Observed changes in the Earth's climate system may be due to increasing greenhouse gases, internal climate variability, or both. We use simple neural networks to separate the relative importance of these sources. The figure on the right shows an example of this applied to Arctic Amplification (AA). It was found that while observed AA is 4.2 (shown in grey in top panel) from 1980-2022, after accounting for internal variability, this factor is closer to 3.0.

The GRL paper can be found here.

The code for the project can be found on github.

AA_figure
AA_figure

Variability of the Tropical Tropopause Layer (TTL)

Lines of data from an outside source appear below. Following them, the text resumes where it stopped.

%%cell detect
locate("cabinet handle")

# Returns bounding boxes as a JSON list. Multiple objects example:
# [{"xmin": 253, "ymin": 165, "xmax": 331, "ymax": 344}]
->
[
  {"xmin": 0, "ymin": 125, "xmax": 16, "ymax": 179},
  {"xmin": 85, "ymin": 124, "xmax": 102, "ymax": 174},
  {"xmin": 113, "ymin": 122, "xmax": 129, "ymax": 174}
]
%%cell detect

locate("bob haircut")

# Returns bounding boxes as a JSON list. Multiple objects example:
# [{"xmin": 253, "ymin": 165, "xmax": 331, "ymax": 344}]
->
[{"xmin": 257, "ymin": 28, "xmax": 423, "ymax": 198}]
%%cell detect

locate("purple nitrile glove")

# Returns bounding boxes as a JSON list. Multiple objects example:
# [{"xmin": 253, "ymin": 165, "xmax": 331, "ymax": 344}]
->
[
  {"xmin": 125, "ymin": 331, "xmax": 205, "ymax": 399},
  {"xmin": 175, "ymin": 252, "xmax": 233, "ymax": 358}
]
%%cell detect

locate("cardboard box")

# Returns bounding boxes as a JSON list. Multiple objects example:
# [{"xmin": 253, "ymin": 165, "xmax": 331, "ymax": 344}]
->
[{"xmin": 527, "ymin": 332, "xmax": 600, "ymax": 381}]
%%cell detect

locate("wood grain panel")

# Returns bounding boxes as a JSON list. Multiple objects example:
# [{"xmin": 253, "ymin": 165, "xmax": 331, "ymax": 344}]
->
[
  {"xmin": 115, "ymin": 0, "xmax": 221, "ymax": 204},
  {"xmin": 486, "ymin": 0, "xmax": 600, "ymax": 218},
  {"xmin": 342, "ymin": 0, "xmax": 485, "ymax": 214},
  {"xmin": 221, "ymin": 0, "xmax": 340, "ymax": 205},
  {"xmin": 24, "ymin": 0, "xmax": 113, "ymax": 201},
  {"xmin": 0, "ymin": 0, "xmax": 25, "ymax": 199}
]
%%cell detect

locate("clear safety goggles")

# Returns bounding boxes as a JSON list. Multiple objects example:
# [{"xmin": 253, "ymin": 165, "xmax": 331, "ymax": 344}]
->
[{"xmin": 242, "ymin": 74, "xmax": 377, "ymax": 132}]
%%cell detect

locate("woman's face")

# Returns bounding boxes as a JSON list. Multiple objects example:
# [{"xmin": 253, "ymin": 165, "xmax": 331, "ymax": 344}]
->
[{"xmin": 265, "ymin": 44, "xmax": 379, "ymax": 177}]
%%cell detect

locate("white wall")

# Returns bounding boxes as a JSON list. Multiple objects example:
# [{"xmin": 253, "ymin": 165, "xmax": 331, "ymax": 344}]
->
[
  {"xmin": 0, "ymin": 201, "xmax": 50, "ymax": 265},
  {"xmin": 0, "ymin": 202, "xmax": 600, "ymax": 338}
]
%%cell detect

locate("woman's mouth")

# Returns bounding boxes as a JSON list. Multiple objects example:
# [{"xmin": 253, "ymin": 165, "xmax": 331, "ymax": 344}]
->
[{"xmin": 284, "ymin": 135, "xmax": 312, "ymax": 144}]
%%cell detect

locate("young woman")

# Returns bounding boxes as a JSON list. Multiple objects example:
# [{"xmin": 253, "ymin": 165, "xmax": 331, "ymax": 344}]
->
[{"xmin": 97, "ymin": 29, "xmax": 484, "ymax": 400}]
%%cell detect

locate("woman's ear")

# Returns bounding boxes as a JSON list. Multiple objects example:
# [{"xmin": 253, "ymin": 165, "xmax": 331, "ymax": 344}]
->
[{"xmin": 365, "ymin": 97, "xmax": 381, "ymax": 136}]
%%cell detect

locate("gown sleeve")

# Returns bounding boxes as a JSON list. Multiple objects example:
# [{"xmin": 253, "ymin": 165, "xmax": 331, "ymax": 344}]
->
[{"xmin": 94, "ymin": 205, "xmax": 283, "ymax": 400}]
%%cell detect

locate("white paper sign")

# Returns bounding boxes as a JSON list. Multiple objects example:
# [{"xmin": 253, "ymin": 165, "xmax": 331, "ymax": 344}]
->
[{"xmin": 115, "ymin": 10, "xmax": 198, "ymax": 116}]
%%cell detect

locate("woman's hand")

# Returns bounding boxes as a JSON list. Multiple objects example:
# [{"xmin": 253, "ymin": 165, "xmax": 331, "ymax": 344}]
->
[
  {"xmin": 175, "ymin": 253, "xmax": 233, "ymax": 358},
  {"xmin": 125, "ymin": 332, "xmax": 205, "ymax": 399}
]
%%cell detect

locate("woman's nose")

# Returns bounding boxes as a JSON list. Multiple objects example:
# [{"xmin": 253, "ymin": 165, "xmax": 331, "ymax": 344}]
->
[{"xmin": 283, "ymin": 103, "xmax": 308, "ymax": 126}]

The boundary between the tropical troposphere and the stratosphere is referred to as the tropical tropopause Layer (TTL). The TTL region is important because it constrains the composition of the global stratosphere, and is difficult to model because it is sensitive many different time and spatial scales. The figure on the left shows the correlation between the interannual variability in cold point tropopause temperature (CPT) and the zonal mean temperature in the troposphere and stratosphere. The cold point tropopause temperature is generally more correlated to the stratosphere, posing interesting questions regarding the role of the stratosphere in determining the variability of this region.

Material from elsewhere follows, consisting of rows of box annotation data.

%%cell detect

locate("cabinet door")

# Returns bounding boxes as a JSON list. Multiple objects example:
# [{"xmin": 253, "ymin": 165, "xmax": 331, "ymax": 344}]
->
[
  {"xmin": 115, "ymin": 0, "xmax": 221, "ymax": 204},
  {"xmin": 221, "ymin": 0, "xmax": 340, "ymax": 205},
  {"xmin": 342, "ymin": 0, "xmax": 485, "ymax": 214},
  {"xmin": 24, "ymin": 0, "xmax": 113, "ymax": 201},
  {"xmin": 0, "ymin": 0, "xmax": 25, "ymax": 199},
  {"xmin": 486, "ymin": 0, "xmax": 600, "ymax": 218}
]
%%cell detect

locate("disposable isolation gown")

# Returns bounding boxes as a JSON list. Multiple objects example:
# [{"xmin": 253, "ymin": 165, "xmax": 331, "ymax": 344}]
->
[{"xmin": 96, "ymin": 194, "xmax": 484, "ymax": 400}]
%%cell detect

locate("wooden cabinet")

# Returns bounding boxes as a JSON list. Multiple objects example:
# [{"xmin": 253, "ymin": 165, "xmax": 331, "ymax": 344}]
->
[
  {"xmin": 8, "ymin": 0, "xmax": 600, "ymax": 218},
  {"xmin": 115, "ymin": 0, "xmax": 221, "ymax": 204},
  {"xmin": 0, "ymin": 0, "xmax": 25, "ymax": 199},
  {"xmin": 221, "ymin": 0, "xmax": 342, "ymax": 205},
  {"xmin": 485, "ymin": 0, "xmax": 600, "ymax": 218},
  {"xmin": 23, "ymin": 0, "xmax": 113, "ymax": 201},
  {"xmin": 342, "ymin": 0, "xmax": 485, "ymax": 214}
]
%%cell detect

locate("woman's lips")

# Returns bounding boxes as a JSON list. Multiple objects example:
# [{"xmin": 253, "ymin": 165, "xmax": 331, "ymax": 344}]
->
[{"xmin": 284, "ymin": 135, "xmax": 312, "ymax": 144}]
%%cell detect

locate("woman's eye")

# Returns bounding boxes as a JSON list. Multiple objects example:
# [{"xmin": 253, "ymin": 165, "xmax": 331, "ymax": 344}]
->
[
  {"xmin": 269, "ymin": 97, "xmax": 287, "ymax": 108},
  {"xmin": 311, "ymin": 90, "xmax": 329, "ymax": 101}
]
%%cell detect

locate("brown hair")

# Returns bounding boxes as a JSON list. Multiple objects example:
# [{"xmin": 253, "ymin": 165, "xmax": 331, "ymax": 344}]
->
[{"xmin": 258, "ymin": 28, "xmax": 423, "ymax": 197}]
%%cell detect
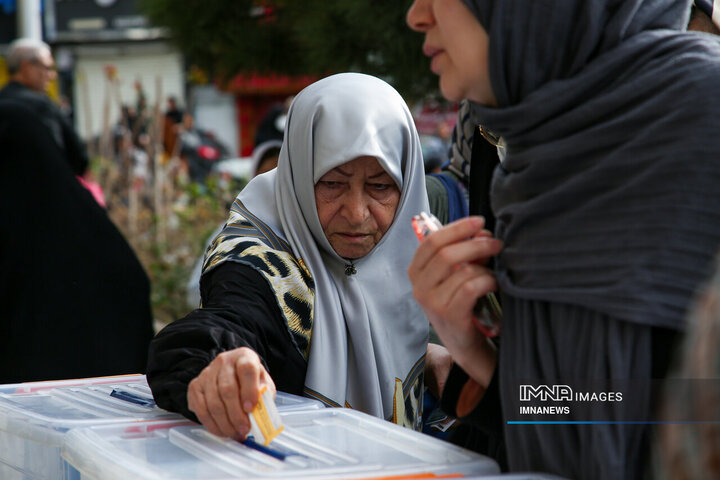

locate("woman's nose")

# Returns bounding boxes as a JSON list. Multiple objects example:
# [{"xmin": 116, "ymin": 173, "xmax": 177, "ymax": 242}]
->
[
  {"xmin": 405, "ymin": 0, "xmax": 433, "ymax": 32},
  {"xmin": 343, "ymin": 189, "xmax": 370, "ymax": 225}
]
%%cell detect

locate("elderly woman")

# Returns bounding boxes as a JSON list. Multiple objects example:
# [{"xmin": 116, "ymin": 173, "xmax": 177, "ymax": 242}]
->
[
  {"xmin": 147, "ymin": 74, "xmax": 438, "ymax": 438},
  {"xmin": 407, "ymin": 0, "xmax": 720, "ymax": 479}
]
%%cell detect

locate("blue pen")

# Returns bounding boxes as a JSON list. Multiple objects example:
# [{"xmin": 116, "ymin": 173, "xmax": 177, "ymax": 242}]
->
[{"xmin": 240, "ymin": 435, "xmax": 297, "ymax": 461}]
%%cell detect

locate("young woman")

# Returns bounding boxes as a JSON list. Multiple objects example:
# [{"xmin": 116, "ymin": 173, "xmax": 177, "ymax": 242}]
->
[{"xmin": 407, "ymin": 0, "xmax": 720, "ymax": 479}]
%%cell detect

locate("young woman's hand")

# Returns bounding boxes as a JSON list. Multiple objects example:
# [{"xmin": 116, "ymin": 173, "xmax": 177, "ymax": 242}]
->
[
  {"xmin": 408, "ymin": 217, "xmax": 502, "ymax": 385},
  {"xmin": 187, "ymin": 347, "xmax": 275, "ymax": 440}
]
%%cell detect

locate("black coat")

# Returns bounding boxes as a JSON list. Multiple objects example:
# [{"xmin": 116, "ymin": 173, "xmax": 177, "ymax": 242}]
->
[
  {"xmin": 0, "ymin": 100, "xmax": 152, "ymax": 383},
  {"xmin": 0, "ymin": 82, "xmax": 89, "ymax": 175}
]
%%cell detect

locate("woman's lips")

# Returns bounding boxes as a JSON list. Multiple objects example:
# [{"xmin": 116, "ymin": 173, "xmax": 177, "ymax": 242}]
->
[{"xmin": 423, "ymin": 45, "xmax": 444, "ymax": 75}]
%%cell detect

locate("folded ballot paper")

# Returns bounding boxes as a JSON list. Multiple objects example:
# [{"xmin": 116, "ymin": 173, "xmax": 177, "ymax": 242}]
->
[{"xmin": 248, "ymin": 386, "xmax": 284, "ymax": 447}]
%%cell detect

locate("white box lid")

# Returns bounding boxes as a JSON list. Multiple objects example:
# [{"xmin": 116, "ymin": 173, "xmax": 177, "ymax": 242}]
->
[{"xmin": 62, "ymin": 408, "xmax": 499, "ymax": 480}]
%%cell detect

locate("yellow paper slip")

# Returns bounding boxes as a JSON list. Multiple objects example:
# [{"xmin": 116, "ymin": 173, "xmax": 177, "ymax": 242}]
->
[{"xmin": 250, "ymin": 387, "xmax": 285, "ymax": 447}]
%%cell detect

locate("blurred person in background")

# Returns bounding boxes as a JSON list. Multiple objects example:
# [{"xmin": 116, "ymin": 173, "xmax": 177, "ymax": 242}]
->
[
  {"xmin": 148, "ymin": 73, "xmax": 449, "ymax": 438},
  {"xmin": 0, "ymin": 100, "xmax": 153, "ymax": 383},
  {"xmin": 255, "ymin": 96, "xmax": 293, "ymax": 147},
  {"xmin": 0, "ymin": 38, "xmax": 89, "ymax": 176}
]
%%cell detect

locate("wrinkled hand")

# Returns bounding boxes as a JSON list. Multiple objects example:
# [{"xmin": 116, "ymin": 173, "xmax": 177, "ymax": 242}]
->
[
  {"xmin": 408, "ymin": 217, "xmax": 502, "ymax": 385},
  {"xmin": 187, "ymin": 347, "xmax": 275, "ymax": 440}
]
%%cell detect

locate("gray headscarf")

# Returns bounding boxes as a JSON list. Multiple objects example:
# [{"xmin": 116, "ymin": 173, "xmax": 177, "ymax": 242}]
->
[
  {"xmin": 464, "ymin": 0, "xmax": 720, "ymax": 328},
  {"xmin": 238, "ymin": 73, "xmax": 429, "ymax": 422}
]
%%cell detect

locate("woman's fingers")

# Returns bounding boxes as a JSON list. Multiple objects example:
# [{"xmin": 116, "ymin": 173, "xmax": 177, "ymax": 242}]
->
[
  {"xmin": 410, "ymin": 217, "xmax": 485, "ymax": 271},
  {"xmin": 188, "ymin": 347, "xmax": 268, "ymax": 439}
]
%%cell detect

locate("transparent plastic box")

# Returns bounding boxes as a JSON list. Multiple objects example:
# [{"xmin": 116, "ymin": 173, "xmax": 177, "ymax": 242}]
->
[
  {"xmin": 62, "ymin": 408, "xmax": 500, "ymax": 480},
  {"xmin": 0, "ymin": 375, "xmax": 324, "ymax": 480},
  {"xmin": 0, "ymin": 375, "xmax": 182, "ymax": 480}
]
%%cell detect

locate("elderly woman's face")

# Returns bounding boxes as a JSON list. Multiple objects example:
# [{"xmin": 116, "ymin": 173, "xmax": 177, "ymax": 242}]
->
[
  {"xmin": 407, "ymin": 0, "xmax": 497, "ymax": 106},
  {"xmin": 315, "ymin": 157, "xmax": 400, "ymax": 258}
]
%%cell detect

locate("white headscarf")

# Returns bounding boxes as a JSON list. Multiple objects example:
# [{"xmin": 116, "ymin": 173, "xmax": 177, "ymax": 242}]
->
[{"xmin": 238, "ymin": 73, "xmax": 428, "ymax": 418}]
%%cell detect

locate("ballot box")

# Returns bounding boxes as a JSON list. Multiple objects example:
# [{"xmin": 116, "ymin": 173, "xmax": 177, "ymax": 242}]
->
[
  {"xmin": 0, "ymin": 375, "xmax": 182, "ymax": 480},
  {"xmin": 0, "ymin": 375, "xmax": 324, "ymax": 480},
  {"xmin": 62, "ymin": 408, "xmax": 499, "ymax": 480}
]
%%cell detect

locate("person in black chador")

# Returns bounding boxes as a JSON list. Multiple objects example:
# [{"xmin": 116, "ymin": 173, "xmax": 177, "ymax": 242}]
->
[
  {"xmin": 0, "ymin": 38, "xmax": 89, "ymax": 176},
  {"xmin": 0, "ymin": 100, "xmax": 153, "ymax": 383}
]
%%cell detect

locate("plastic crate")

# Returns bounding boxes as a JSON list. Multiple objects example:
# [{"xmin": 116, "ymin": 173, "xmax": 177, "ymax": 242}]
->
[{"xmin": 62, "ymin": 408, "xmax": 499, "ymax": 480}]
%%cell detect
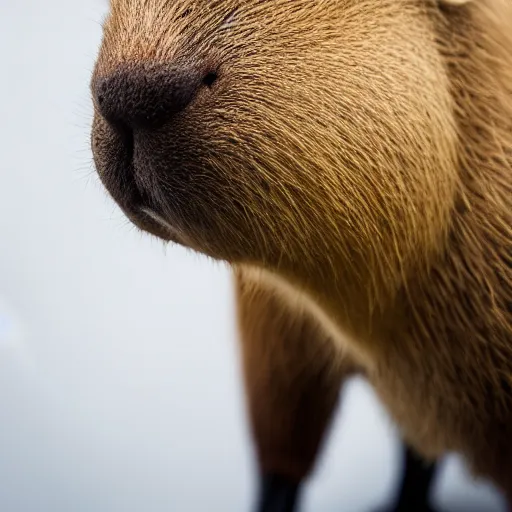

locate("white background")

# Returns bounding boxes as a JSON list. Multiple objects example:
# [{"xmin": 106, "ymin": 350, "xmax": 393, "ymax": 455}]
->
[{"xmin": 0, "ymin": 0, "xmax": 502, "ymax": 512}]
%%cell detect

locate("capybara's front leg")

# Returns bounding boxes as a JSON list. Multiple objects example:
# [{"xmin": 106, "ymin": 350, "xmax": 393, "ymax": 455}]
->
[{"xmin": 236, "ymin": 270, "xmax": 352, "ymax": 512}]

My work has studied the interannual variability of this region, focusing on the role of large-scale modes of variability. We found that the Quasi-Biennial Oscillation, is a strong control on clouds in the TTL, and can even impact the radiation budget of the tropics through it's control on these clouds. The paper is published in JGR Atmosphere can be found here. The code for the project can be found on github

I have also investigated the sensitivity of temperature, water vapor, and clouds in this region. The preprint for this project can be found here. The code for the project can be found on github.

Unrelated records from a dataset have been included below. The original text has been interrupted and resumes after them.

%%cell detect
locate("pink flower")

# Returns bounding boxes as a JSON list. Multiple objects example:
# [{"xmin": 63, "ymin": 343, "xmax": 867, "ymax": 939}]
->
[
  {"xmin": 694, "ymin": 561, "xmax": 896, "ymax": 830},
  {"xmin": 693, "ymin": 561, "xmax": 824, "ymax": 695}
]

For my Masters thesis, I documented the diurnal cycles in this region. This arcticle is published in the Journal of Oceanic and Atmospheric Technology. The code for the project can be found on github.

Miscellaneous


ChromeExperiment

Climate Change Visualization Chrome Experiment

This interactive javascript visualization helps show changes in surface temperature over land during the last century. This project is featured as a Google Chrome Experiment and can be found here.

NLayer

N-Layer Radiative Transfer Model

For a class project, Vince Cooper (graduate student at UW) and I scaled up the toy 1- and 2-layer atmosphere models, to a more general N-layer model. This tool allows you to perturb the radiation at any given level, allowing for a physical interpretations of why the mean atmospheric temperature profile looks the way it does. The code for this project is available here.

PolarVortex

Visualization of Polar Vortex

The polar vortex destruction in early 2019 led to anomalously cold temperatures over North America impacting millions. This visualization shows how the vortex evolved by using 500 hPa geopotential height manifolds rendered over the Earth’s surface. This visualization won runner-up at AGU's 2019 Data Visualization & Story Telling Contest, and can be viewed here.